それは、朝の空き教室で感じた怒りとは、また質の違う感情だった。
あの時は、妖としてのプライドを傷つけられたことへの怒り。だが、今は。
今は、一人の「女」として、彼の心を少しも揺さぶれなかったことへの、純粋な悔しさ。
(なんなのよ、一体……)
これまでの人間は、皆チョロかった。
男たちは、私の見た目にすぐさま心を奪われ、女たちは、私の完璧な外面に憧れと嫉妬を抱いた。

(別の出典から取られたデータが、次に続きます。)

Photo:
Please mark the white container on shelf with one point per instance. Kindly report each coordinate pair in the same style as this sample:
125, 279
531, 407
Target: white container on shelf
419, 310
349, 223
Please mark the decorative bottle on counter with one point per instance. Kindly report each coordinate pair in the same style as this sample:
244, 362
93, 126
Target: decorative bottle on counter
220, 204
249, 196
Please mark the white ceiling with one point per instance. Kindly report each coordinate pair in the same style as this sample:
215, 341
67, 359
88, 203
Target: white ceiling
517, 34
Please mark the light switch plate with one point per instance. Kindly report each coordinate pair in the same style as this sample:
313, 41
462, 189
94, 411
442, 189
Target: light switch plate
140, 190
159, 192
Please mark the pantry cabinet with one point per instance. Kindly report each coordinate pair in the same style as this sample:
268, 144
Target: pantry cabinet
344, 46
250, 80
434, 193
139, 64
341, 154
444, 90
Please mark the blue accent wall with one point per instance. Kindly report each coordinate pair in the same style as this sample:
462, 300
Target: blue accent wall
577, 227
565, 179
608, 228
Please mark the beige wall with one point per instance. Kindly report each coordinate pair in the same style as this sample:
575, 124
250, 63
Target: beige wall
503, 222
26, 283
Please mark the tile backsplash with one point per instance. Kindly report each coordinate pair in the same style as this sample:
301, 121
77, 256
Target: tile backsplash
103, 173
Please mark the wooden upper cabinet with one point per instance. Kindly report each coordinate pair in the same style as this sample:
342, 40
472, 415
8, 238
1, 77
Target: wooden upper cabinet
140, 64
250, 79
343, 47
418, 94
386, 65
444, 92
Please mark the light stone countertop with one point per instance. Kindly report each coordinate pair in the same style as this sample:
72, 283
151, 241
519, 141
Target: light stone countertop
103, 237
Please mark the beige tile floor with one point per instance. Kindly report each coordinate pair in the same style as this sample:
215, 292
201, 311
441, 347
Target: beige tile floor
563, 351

コントロールするのは、赤子の手をひねるより簡単だった。
なのに、藤原大和だけは違う。
私の美貌も、妖としての威厳も、教師という立場も、彼にとっては、まるで意味をなさないかのようだ。彼は、そのすべてを飛び越えて、私の「素」の部分だけを、凪いだ瞳でじっと見つめてくる。
「いいわ。そっちがその気なら……覚えてなさいよ? この学校では、どちらが『先生』なのか、思い知らせてあげるんだから」
復讐を誓い、凛は自分の弁当からおにぎりを一つ取り出すと、腹いせのように大きな口で、がブリと頬張った。
こんな悔しい気持ちは、父に勘当されて以来かもしれない。
あの時も、私はただ、自分のありのままの姿を認めてほしかっただけなのに。
(んぐっ……!?)
思考に気を取られていたせいで、勢いよく頬張りすぎた米粒が、また変なところに入ってしまった。
「ごほっ! げほっ、ごほっ……!」
生理的な涙が、じわりと目に浮かぶ。
一人、中庭でむせ返りながら、凛は情けなさで死にそうだった。
脅しは「イタイ」と一蹴され、色仕掛けは「キャラ」だと見抜かれ、あげくの果てには、一人でおにぎりを喉に詰まらせて涙目になっている。
これが、五百年以上を生きてきた大妖狐の姿だろうか。いや、断じて違う。
だが。
ぜえぜえと息を整えながら、凛の口元に、ふと自嘲気味な笑みが浮かんだ。
(……ああ、そうか)
初めてなのかもしれない。
こんなにも、一人の人間に心をかき乱されるのは。
こんなにも、次のリアクションが楽しみで仕方がないと、心が躍るのは。
「……ふふっ」
悔しい。腹が立つ。
けれど、それ以上に、面白い。
「藤原大和……」
その名前を呟くだけで、退屈だった日常が、鮮やかに色づいていく気がした。
私の平穏を壊した罰として、あなたの平穏も、私がめちゃくちゃにしてあげる。
美しき妖狐は、涙の滲む瞳で、新たなる決意を固めるのだった。